5.3. Hinsichtlich der systematischen Interpretation ist auf die oben zitierten Aufsätze von Thiele (ecolex 2014, 52) und Plasser (ÖBl 2013, 244 [253]) zu verweisen. Thiele geht allerdings zu Unrecht davon aus, dass bei reiner Wortauslegung des § 53 JN alle Ansprüche nach dem UWG erfasst wären, zumal zwischen „gewerblichem Rechtsschutz“ und „gewerblichen Schutzrechten“ zu unterscheiden ist. Wie sich insbesondere aus der Marginalrubrik des § 83c JN ergibt, ist „Gewerblicher Rechtsschutz“ auch, aber nicht nur in der Systematik der JN der weitere Begriff. Er umfasst außer den in § 51 Abs 1 Z 9 JN aufgezählten Rechten, die unstrittig „gewerbliche Schutzrechte“ sind, auch den gesamten Bereich des Lauterkeitsrechts, also alle Ansprüche nach dem UWG im Sinn des § 51 Abs 1 Z 10 JN.
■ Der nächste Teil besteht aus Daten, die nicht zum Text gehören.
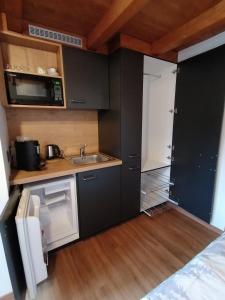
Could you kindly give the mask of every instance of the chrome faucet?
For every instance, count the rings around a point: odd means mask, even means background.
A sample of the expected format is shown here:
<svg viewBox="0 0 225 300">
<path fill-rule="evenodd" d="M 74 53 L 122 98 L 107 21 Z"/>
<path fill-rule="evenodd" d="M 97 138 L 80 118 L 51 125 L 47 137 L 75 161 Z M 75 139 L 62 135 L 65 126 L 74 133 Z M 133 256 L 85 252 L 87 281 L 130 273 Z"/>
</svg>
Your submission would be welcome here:
<svg viewBox="0 0 225 300">
<path fill-rule="evenodd" d="M 80 157 L 84 158 L 84 156 L 86 155 L 85 153 L 85 148 L 87 147 L 87 144 L 83 144 L 80 146 Z"/>
</svg>

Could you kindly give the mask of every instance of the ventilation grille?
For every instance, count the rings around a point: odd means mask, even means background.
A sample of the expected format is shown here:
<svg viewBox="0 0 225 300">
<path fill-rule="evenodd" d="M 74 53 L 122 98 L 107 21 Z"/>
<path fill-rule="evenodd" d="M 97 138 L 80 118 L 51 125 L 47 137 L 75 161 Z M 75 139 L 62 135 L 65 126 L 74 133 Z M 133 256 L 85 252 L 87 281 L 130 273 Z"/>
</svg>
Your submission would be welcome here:
<svg viewBox="0 0 225 300">
<path fill-rule="evenodd" d="M 73 45 L 82 48 L 82 39 L 73 35 L 64 34 L 61 32 L 49 30 L 46 28 L 34 26 L 29 24 L 29 35 L 41 37 L 47 40 L 53 40 L 68 45 Z"/>
</svg>

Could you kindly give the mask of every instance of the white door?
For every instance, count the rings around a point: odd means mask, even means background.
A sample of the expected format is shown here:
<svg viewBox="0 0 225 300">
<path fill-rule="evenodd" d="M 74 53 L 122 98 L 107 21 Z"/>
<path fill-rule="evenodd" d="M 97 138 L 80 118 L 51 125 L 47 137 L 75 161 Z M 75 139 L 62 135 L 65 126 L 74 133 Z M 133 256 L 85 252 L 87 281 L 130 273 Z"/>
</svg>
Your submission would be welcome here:
<svg viewBox="0 0 225 300">
<path fill-rule="evenodd" d="M 9 185 L 9 162 L 7 159 L 8 150 L 8 132 L 6 124 L 6 116 L 3 107 L 0 105 L 0 214 L 2 213 L 8 199 Z M 0 298 L 12 292 L 9 272 L 5 259 L 2 239 L 0 237 Z"/>
<path fill-rule="evenodd" d="M 48 276 L 44 253 L 46 246 L 40 217 L 40 198 L 37 195 L 30 195 L 30 191 L 24 189 L 17 210 L 16 226 L 31 299 L 36 296 L 37 284 Z"/>
<path fill-rule="evenodd" d="M 145 56 L 142 172 L 171 164 L 176 64 Z"/>
</svg>

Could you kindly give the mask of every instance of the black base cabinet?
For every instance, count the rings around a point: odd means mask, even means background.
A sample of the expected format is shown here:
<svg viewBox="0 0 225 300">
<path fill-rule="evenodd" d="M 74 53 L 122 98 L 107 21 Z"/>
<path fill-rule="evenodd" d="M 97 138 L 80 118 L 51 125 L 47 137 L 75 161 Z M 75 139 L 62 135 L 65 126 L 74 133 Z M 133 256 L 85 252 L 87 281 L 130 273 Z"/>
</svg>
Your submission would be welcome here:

Damit fällt zwar jedes gewerbliche Schutzrecht in den Bereich des gewerblichen Rechtsschutzes; nicht jeder Anspruch des gewerblichen Rechtsschutzes betrifft aber umgekehrt ein gewerbliches Schutzrecht. Wie etwa zu 17 Ob 6/11y, alcom-international.at [Pkt 3.1] aufgezeigt wurde, gilt dies insbesondere für die Firma, die einerseits durch § 9 UWG in Form eines gewerblichen Schutzrechts gestärkt ist, darüber hinaus aber auch ergänzenden lauterkeitsrechtlichen Rechtsschutz (etwa durch § 2 Abs 3 Z 1 UWG) genießt. § 53 JN betrifft aber ausdrücklich nur gewerbliche Schutzrechte.

5.4. Ansprüche nach § 9 UWG werden daher nicht von § 53 JN umfasst. Die Klagszurückweisung durch das Handelsgericht Wien als Erstgericht erfolgte somit zu Recht, weshalb dem Revisionsrekurs der Klägerin nicht Folge zu geben ist.

6. Für einen Antrag nach § 47 JN bleibt bei der hier vorliegenden Konstellation nach Entscheidung der Zuständigkeitsfrage kein Raum. Die Klägerin ist daher mit ihrem Antrag nach § 47 JN auf diese Entscheidung zu verweisen.

7. Die Kostenentscheidung gründet sich auf die § 41, 50 ZPO.